The Financial Sector in Developing and Emerging Economies Flashcards
What is the role of saving and investment in promoting economic development?
Economic growth in its self doesn’t guarantee economic development but it is a necessary ingredient. Since long run economic growth is the expansion an increase in aggregate supply investment has large importance as it increases a countries productive capacity.
Since many firms finance investments with loans, a substantial amount of saving must be happening so the bank has funds that it can loan to these banks.
What is the Harrod- Domar model?
That GDP is determined by the savings ratio and the capital output ratio. Essentially, saving is necessary and these savings must be able to be transformed into productive investment
What is the savings ratio?
That GDP is determined by how much an economy can save.
What is the capital-output ratio?
Economic growth is determined by how productive investment is.
The amount that has to be spent to increase national output by a unit.
What are the steps of economic development as according to the Harrod - Domar model?
People save- Which enables investment- Investment allows capital to increase and technology to be improved.
This leads to an increase in output and incomes which leads to an increase in saving according to (Marginal propensity to save) and the cycle begins again.
Why might the Harrod- Domar model fail to work smoothly?
The model theorises that saving is the key to economic development as otherwise investment will be limited, however the flow of savings may be limited in LDC’s as people may prioritise spending their money on resources of consumption
What is the equation for the Harrod- Domar Model?
Growth rate of output= Savings ratio/ Capital- output ratio. pg 335
Why might it be difficult for savings to accumulate in an LDC?
Many LDC’s have undeveloped financial institutions so if people want to save they can’t do so in a savings account in a bank, instead they save “under the bed”. This money doesn’t easily transfer into loanable funds.

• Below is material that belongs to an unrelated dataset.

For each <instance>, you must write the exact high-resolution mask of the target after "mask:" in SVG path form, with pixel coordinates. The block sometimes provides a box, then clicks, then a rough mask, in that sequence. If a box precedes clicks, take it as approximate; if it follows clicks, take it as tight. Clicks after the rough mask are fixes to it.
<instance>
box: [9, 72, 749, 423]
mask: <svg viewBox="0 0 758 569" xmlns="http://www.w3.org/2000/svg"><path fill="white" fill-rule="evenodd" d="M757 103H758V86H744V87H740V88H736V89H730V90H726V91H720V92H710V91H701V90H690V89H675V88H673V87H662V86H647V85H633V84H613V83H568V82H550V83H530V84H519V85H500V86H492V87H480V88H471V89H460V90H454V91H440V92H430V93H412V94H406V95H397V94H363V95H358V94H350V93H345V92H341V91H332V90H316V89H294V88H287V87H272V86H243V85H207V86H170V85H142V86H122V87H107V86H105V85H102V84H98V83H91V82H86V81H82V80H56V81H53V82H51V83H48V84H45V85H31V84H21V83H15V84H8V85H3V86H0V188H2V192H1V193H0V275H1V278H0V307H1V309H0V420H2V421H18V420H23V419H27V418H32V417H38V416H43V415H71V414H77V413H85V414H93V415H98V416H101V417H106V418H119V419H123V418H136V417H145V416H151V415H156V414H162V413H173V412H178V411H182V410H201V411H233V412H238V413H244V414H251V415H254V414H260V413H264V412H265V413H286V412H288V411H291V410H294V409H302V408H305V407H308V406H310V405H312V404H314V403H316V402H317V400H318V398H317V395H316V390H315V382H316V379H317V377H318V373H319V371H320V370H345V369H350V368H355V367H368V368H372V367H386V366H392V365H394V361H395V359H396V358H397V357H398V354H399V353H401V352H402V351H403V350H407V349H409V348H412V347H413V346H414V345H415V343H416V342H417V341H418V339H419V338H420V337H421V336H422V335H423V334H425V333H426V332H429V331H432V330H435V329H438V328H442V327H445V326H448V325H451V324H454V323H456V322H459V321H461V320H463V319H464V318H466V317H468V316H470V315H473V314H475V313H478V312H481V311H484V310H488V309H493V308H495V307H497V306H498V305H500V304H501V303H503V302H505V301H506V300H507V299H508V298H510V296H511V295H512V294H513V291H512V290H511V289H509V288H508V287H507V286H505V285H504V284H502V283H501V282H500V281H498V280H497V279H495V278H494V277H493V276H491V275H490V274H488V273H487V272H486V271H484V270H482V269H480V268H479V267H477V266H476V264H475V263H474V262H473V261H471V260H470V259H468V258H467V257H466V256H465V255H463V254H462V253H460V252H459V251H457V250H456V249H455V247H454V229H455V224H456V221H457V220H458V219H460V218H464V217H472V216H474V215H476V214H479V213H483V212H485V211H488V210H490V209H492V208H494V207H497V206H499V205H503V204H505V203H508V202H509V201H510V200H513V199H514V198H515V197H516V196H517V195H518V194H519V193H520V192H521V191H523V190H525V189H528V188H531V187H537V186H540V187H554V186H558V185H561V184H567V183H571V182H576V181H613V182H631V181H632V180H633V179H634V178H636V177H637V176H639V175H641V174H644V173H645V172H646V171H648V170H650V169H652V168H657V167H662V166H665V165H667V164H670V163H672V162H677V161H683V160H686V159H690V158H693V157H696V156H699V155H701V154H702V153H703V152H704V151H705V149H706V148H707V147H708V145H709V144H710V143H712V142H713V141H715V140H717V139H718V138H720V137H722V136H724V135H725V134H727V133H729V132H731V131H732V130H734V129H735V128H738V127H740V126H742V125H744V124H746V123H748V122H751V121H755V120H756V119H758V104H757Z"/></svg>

Why can lowering the interest rate reduce investment?
Governments may lower the interest rate to encourage firms to borrow to incentivize investment, however they are forgetting that low interest rates can reducing saving meaning there are less loanable funds. This would mean firms wan to invest but don’t have the funds to do so.
Why might savings not be converted to investment in an LDC in terms of lack of the entreperneurial factor of production?
There needs to be entrpreuneurs that can identify investment oppurtunities and have the skills to carry them through and willingness to take risks.
Why may investment not be productive in LDC’s
The firms need physical capital in order to increase how much they produce, they may have to import capital however this is not always possible when there is a foreign exchange gap.
What’s a foreign exchange gap?
When an LDC is unable to import the goods that they need for development because it has a shortage of foreign exchange. Essentially they don’t have enough of other currencies.
What can countries do to increase their foreign exchange?
When foreigners buy a countries exports we gain their currency.
What is the convergence process?
LDC’s that are beginning to develop adopt technology that has already been used and tested so grow at a more rapid rate than already developed economies.
What is the argument against the convergence process?
Many LDC’s don’t have satisfactory human capital, the education system isn’t good enough, the health care is subpar and this makes investment less productive.